Nobody cares about fur Peta.  The only people who wear fur are pimps, rappers, Aretha Franklin, rich old white ladies and Lindsey Lohan.  That is about 25 people out of 3 billion.  Can you focus your hunger anger somewhere else?  It is not like Target has a fur coat section right next to the patio furniture department.  The fact is you have to be either super rich or a varmint hunter to wear fur.  Who is Lindsay Lohan hurting?  Maybe half of a chinchilla at the most gives it up for her skinny ass.  Peta gets even by throwing a bag of flour on her.  That is just mean.  Poor Lindsay’s cocaine nose has been twitching like the Bewitched lady for the last week because of you.  I wish that little boy she hangs with had put his foot up your ass.  Just mind your damn business and eat something.

Why do I care?  I really don’t.  I’m actually on Peta’s side in that Lindsey should not wear so much clothing in the first place.  I do not wear fur mainly because there are not enough rats in Harlem to outfit me in a coat.  If you really care about these animals, go after your neighborhood pimp.  Throw flour in his face.  Go after Snoop or the surviving members of WuTang.  See what happens to you when Snoop busts out his pimp hand.  I just want you to quit crying every time I eat brunch and stay away from my family sized bucket of chicken.  Unlike that little boy, I will put my foot up your ass.


4 Responses to “PETA and Fur”

  1. This cracks me up. I actually want to like PETA, I do…but they’re so over the top with their hatred that I can’t. They’ve kicked themselves in the ass with their ridiculous stunts, and to real animal lovers like me, they’ve become a freaking joke.

    Oh, and great site.

  2. You don’t have to be rich to wear fur, but it does help to be employed. Many furriers have lay-away options for the middle-class shopper.

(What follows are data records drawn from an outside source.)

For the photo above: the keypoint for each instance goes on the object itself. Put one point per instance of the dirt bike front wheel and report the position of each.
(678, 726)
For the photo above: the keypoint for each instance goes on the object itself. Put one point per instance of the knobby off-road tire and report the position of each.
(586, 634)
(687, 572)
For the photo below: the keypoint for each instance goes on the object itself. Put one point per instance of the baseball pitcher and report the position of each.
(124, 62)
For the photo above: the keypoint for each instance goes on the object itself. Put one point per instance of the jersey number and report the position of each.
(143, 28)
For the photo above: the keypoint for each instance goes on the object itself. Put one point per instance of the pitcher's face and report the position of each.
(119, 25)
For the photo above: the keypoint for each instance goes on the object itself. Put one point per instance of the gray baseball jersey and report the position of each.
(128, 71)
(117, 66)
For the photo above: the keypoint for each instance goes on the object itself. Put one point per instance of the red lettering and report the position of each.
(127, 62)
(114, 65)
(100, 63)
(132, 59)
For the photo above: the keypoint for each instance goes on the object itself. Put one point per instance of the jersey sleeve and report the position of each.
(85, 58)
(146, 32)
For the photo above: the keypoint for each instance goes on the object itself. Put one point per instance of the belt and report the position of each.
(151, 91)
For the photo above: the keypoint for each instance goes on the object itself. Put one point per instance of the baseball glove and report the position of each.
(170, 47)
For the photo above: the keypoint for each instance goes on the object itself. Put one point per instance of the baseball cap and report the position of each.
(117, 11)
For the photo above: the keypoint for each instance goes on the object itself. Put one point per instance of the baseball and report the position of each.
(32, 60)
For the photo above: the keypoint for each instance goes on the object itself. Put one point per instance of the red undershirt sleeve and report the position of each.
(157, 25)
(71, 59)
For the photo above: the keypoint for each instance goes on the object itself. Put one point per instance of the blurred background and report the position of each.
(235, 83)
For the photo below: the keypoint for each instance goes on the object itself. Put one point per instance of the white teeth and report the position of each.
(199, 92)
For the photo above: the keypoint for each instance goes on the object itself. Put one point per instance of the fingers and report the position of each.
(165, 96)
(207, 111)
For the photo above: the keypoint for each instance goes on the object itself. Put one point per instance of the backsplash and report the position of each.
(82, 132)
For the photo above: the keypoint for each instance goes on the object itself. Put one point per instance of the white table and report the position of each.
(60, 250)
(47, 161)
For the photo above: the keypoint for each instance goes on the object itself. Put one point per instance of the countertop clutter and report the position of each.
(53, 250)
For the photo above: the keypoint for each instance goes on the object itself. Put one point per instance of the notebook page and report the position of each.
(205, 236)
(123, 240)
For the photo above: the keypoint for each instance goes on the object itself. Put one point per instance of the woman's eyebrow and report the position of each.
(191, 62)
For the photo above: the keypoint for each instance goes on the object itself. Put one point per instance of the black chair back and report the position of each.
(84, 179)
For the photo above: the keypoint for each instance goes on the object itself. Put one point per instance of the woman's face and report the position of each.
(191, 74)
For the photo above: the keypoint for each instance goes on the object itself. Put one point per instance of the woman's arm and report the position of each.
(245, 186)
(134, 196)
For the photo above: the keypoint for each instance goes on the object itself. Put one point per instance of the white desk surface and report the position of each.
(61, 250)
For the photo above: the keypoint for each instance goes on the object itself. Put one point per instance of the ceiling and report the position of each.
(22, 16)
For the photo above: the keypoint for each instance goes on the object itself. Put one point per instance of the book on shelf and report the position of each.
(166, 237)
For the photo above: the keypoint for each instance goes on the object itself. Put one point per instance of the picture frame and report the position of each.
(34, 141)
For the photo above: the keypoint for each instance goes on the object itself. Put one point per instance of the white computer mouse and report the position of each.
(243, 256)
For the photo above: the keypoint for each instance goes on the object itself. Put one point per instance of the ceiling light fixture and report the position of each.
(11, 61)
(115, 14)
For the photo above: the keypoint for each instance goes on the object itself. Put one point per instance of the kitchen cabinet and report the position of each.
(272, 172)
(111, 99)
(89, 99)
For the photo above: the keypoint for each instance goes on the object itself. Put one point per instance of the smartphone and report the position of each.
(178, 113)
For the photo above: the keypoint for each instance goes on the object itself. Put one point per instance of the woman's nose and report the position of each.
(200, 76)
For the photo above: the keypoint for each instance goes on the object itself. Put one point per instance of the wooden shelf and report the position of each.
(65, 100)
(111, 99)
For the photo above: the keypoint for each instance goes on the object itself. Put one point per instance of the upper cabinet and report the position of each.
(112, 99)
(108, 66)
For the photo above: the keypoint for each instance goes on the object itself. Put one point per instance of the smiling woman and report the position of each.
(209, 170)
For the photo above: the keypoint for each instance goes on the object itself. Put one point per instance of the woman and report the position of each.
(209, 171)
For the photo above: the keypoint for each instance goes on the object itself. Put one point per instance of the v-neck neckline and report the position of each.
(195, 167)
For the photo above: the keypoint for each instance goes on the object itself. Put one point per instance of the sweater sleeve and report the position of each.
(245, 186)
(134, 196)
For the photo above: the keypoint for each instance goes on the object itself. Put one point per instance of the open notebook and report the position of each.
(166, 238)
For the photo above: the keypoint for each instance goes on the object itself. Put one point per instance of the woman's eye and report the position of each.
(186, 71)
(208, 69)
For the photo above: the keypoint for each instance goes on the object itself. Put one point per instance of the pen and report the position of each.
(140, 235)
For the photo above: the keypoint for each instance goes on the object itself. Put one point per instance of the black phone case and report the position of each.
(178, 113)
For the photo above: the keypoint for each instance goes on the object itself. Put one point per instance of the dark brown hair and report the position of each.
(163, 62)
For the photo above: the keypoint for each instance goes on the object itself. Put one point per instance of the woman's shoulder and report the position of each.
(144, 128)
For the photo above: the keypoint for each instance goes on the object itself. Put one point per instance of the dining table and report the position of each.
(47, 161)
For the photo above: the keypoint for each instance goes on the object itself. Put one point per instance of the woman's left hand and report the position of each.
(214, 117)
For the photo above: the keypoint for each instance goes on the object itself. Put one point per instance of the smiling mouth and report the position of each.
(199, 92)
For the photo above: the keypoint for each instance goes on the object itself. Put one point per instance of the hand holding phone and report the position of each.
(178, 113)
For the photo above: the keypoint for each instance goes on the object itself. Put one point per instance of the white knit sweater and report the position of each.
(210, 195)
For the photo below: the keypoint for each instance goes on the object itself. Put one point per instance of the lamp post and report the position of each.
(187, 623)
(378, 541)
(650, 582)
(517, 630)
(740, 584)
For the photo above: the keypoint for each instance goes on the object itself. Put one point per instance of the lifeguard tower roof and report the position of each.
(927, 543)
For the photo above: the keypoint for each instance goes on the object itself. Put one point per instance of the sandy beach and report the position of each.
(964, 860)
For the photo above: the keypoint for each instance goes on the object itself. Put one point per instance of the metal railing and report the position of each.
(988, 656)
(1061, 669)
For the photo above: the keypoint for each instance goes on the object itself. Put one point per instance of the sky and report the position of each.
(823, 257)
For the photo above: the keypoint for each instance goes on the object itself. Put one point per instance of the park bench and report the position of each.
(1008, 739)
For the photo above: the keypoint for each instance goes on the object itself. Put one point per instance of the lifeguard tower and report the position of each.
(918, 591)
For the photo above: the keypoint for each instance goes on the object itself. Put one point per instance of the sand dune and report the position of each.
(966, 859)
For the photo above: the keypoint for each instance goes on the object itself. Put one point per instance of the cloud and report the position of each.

  3. Fur is such an easy target. Most people can’t afford to wear it. Yes, a middle class person could afford a fur coat on layaway but most don’t choose to do so anymore. Back in the day it was common for middle class women to save up for a fur coat (my lovely grandmother included) but not so much these days when sweatpants ad Uggs are considered a fashion statement. It seems pathetic for a bunch of 20-somethings who couldn’t afford a mink coat anyway to attack a 70-something woman because she’s wearing her 15-year-old mink that she wears to church and the symphony. Try attacking leather wearing bikers and see how long you live. I’m ambivalent about fur, but it does seem sour grapes to me, specifically attacking fur after just generally talking to people who worked in slaughterhouses. Carpets are made by children chained to looms. And all those diehard countercultural types are supporting murder and torture in Mexico by smoking marijuana

  4. I love REAL fur!!! My wife wears fur and will always wear it. She nor I will be made to feel guilty either. I hunt, wear leather, eat meat and love fur!!!